Cette capacité d’empathie est une richesse. Mais lorsqu’elle n’a jamais d’espace pour se déposer, elle peut devenir une fatigue profonde.
Beaucoup de femmes décrivent le même moment : celui où, après avoir longtemps tenu, compris et soutenu les autres, tout devient soudain trop lourd.
Les femmes hypersensibles, hyper-empathiques ou à haut potentiel intellectuel (HPI) perçoivent souvent très finement les émotions, les attentes et les tensions de leur environnement. Cette sensibilité peut être une grande force, mais elle mobilise aussi une énergie psychique importante.
Avec le temps peuvent apparaître la surcharge mentale, l’hypervigilance et une fatigue nerveuse persistante : difficulté à se reposer réellement, pensées incessantes, sensation d’être submergée ou épuisée.
Le burn-out n’arrive pas par manque de force. Il survient souvent parce que la personne a porté trop longtemps, parfois seule.

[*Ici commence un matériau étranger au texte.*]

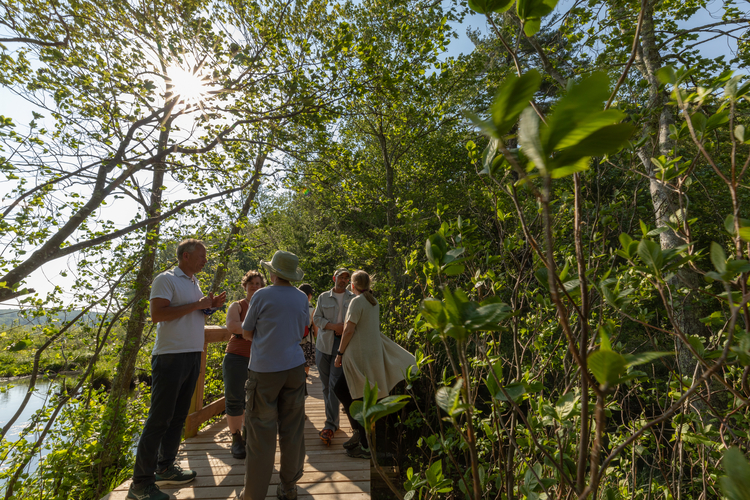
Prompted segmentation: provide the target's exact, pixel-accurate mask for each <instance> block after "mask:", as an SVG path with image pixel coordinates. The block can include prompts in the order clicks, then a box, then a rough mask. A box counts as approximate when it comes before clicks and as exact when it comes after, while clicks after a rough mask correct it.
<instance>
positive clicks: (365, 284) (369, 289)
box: [352, 271, 378, 305]
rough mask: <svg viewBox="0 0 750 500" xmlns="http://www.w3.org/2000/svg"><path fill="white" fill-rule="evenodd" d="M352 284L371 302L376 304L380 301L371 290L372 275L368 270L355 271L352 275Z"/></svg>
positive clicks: (368, 300)
mask: <svg viewBox="0 0 750 500" xmlns="http://www.w3.org/2000/svg"><path fill="white" fill-rule="evenodd" d="M352 286H353V287H354V288H356V289H357V290H359V291H360V292H361V293H362V295H364V296H365V299H367V302H369V303H370V304H372V305H376V304H377V303H378V301H377V299H375V296H374V295H373V294H372V290H370V275H369V274H367V273H366V272H364V271H357V272H356V273H354V274H353V275H352Z"/></svg>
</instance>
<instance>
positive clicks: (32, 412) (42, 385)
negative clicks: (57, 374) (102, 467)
mask: <svg viewBox="0 0 750 500" xmlns="http://www.w3.org/2000/svg"><path fill="white" fill-rule="evenodd" d="M29 381H30V379H29V378H23V379H17V380H11V381H8V382H0V428H1V427H4V426H5V424H7V423H8V422H9V421H10V419H11V418H12V417H13V415H15V413H16V411H17V410H18V407H19V406H20V405H21V403H22V402H23V398H24V397H26V391H27V390H28V388H29ZM59 383H60V382H59V381H55V380H49V379H38V380H37V382H36V386H35V388H36V391H34V393H33V394H32V395H31V399H29V402H28V404H27V405H26V408H24V411H23V412H22V413H21V416H20V417H18V420H16V422H15V423H14V424H13V427H11V429H10V431H8V435H7V436H6V439H7V440H8V441H16V440H17V439H18V437H19V435H20V434H21V431H23V430H24V429H25V428H26V426H27V425H28V423H29V420H30V419H31V416H32V415H33V414H34V412H35V411H37V410H39V409H41V408H43V407H44V405H45V403H46V402H47V400H48V399H49V398H50V397H51V396H52V394H54V391H55V389H56V388H57V386H58V384H59ZM28 439H33V436H29V437H28ZM47 453H49V452H48V451H47V450H42V452H41V455H40V454H39V453H37V454H36V455H35V456H34V458H32V459H31V461H30V462H29V464H28V465H27V466H26V469H25V472H27V473H28V472H33V471H34V470H35V469H36V467H37V465H38V464H39V459H40V458H41V457H43V456H44V455H46V454H47ZM4 468H5V466H4V465H3V464H0V470H3V469H4ZM4 483H5V480H4V479H0V488H1V487H2V486H3V485H4Z"/></svg>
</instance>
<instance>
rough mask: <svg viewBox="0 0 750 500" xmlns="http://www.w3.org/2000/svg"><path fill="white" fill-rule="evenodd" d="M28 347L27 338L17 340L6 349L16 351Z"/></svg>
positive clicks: (29, 342) (26, 347)
mask: <svg viewBox="0 0 750 500" xmlns="http://www.w3.org/2000/svg"><path fill="white" fill-rule="evenodd" d="M29 347H31V342H29V341H28V340H19V341H18V342H16V343H15V344H13V345H12V346H10V347H9V348H8V351H9V352H18V351H23V350H25V349H28V348H29Z"/></svg>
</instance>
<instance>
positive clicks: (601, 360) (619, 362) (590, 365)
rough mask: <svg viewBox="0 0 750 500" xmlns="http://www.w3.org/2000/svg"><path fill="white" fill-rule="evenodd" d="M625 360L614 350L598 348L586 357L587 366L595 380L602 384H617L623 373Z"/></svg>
mask: <svg viewBox="0 0 750 500" xmlns="http://www.w3.org/2000/svg"><path fill="white" fill-rule="evenodd" d="M626 365H627V362H626V361H625V358H624V357H623V356H622V355H621V354H619V353H616V352H614V351H608V350H605V349H599V350H598V351H595V352H592V353H591V354H589V357H588V366H589V369H590V370H591V373H593V374H594V377H596V380H597V381H598V382H599V383H600V384H602V385H604V386H609V387H612V386H615V385H617V383H618V381H619V379H620V377H621V376H622V375H624V374H625V370H626Z"/></svg>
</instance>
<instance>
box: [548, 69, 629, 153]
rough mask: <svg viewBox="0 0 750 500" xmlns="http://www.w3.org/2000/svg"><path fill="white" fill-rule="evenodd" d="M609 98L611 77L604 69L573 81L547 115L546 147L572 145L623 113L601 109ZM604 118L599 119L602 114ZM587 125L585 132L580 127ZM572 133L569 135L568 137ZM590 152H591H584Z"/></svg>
mask: <svg viewBox="0 0 750 500" xmlns="http://www.w3.org/2000/svg"><path fill="white" fill-rule="evenodd" d="M608 98H609V78H608V77H607V75H606V74H605V73H603V72H596V73H593V74H592V75H591V76H589V77H588V78H585V79H583V80H581V81H580V82H576V83H574V84H573V85H572V86H571V88H570V90H569V91H568V93H567V94H565V95H564V96H563V97H562V99H560V100H559V101H558V103H557V105H555V109H554V111H553V112H552V114H551V115H550V116H549V117H548V118H547V124H548V130H547V131H546V132H545V134H544V137H543V141H542V142H543V144H544V149H545V150H546V151H553V150H555V149H562V148H563V146H560V144H563V145H567V146H571V145H574V144H578V143H579V142H580V141H581V140H583V139H584V138H585V137H588V136H589V135H590V134H591V133H592V132H593V131H594V130H598V129H599V128H600V127H602V126H605V125H607V124H613V123H614V122H616V121H617V118H618V117H620V116H621V115H620V114H619V112H614V113H611V112H609V111H602V108H603V107H604V103H605V102H606V101H607V99H608ZM602 113H603V114H604V115H603V118H602V119H601V120H599V118H598V117H599V115H601V114H602ZM589 123H590V124H591V125H592V128H589V127H588V126H585V128H584V129H581V130H582V133H579V129H578V127H579V126H581V125H584V124H589ZM569 136H570V139H568V137H569ZM581 156H591V155H581Z"/></svg>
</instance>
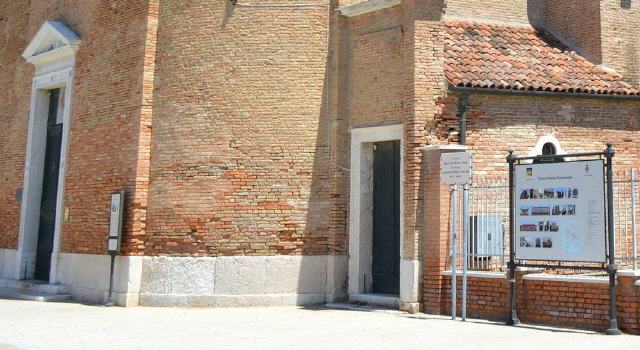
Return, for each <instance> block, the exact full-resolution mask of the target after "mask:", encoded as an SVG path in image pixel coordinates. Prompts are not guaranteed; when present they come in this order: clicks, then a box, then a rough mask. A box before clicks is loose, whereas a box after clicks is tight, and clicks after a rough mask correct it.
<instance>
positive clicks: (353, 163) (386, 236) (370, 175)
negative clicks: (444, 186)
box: [349, 124, 414, 307]
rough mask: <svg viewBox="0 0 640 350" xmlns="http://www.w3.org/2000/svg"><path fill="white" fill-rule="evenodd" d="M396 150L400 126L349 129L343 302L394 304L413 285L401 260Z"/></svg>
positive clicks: (399, 220)
mask: <svg viewBox="0 0 640 350" xmlns="http://www.w3.org/2000/svg"><path fill="white" fill-rule="evenodd" d="M402 149H403V127H402V124H393V125H384V126H375V127H364V128H353V129H351V165H350V185H349V186H350V188H349V202H350V203H349V300H350V301H352V302H364V303H369V304H377V305H384V306H388V307H399V306H400V299H401V296H402V295H403V293H404V294H405V295H409V294H410V291H411V290H413V287H414V285H413V284H412V283H411V281H412V280H413V279H411V278H410V276H411V271H409V270H410V269H409V268H410V267H411V266H409V265H410V264H403V261H404V260H402V246H403V243H402V240H403V220H402V211H403V209H402V203H403V200H402V198H403V186H402V183H403V181H402V179H403V176H404V173H403V171H402V169H403V165H402V164H403V158H402V153H403V152H402ZM403 276H404V277H405V279H406V280H407V282H406V283H404V282H403V281H404V279H403ZM403 288H404V289H403Z"/></svg>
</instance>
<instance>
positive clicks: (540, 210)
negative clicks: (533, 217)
mask: <svg viewBox="0 0 640 350" xmlns="http://www.w3.org/2000/svg"><path fill="white" fill-rule="evenodd" d="M550 214H551V208H550V207H535V206H534V207H531V215H534V216H540V215H550Z"/></svg>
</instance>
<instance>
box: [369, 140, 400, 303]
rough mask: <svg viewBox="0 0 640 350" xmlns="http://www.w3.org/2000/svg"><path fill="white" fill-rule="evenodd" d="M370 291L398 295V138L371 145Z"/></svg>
mask: <svg viewBox="0 0 640 350" xmlns="http://www.w3.org/2000/svg"><path fill="white" fill-rule="evenodd" d="M371 260H372V262H371V278H372V281H371V282H372V283H371V285H372V286H371V292H373V293H380V294H392V295H398V294H399V287H400V285H399V284H400V141H399V140H395V141H384V142H376V143H374V144H373V236H372V254H371Z"/></svg>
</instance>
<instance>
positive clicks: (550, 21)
mask: <svg viewBox="0 0 640 350" xmlns="http://www.w3.org/2000/svg"><path fill="white" fill-rule="evenodd" d="M576 14H580V20H579V21H576ZM600 21H601V19H600V0H582V1H572V0H552V1H546V13H545V22H546V24H547V25H548V26H549V27H551V28H553V29H554V30H555V31H557V32H560V33H561V34H562V35H563V36H564V37H565V38H567V39H569V40H571V41H572V42H573V44H575V46H576V48H577V49H578V50H581V51H582V52H581V54H583V55H585V56H586V57H587V58H588V59H589V60H591V61H592V62H594V63H596V64H600V63H602V43H601V32H600Z"/></svg>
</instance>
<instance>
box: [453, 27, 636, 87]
mask: <svg viewBox="0 0 640 350" xmlns="http://www.w3.org/2000/svg"><path fill="white" fill-rule="evenodd" d="M445 28H446V30H445V59H446V62H445V76H446V78H447V80H448V81H449V84H451V85H453V86H457V87H477V88H487V89H509V90H531V91H533V90H537V91H555V92H569V93H583V94H615V95H640V90H638V89H636V88H634V87H633V86H632V85H631V84H629V83H627V82H625V81H623V80H622V76H621V75H619V74H616V73H614V72H610V71H607V70H604V69H602V68H600V67H598V66H597V65H595V64H593V63H591V62H589V61H588V60H586V59H585V58H583V57H582V56H580V55H578V54H577V53H575V52H574V51H571V50H569V49H568V48H567V47H565V46H564V45H562V44H561V43H560V42H559V41H558V40H556V39H555V38H554V37H553V36H551V35H550V34H548V33H546V32H542V31H540V30H537V29H534V28H532V27H528V26H509V25H495V24H478V23H473V22H465V21H447V22H445Z"/></svg>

Le travail thérapeutique permet alors de comprendre ces mécanismes, de relier l’histoire personnelle, le fonctionnement psychique et les manifestations du corps. Peu à peu, il devient possible de retrouver un espace intérieur plus apaisé et de redonner à sa sensibilité sa place de ressource plutôt que de fardeau.
Parfois, l’épuisement n’est pas seulement un effondrement. Il peut aussi être le moment où quelque chose en nous refuse de continuer à vivre comme avant.
Et c’est souvent là que commence un retour à soi.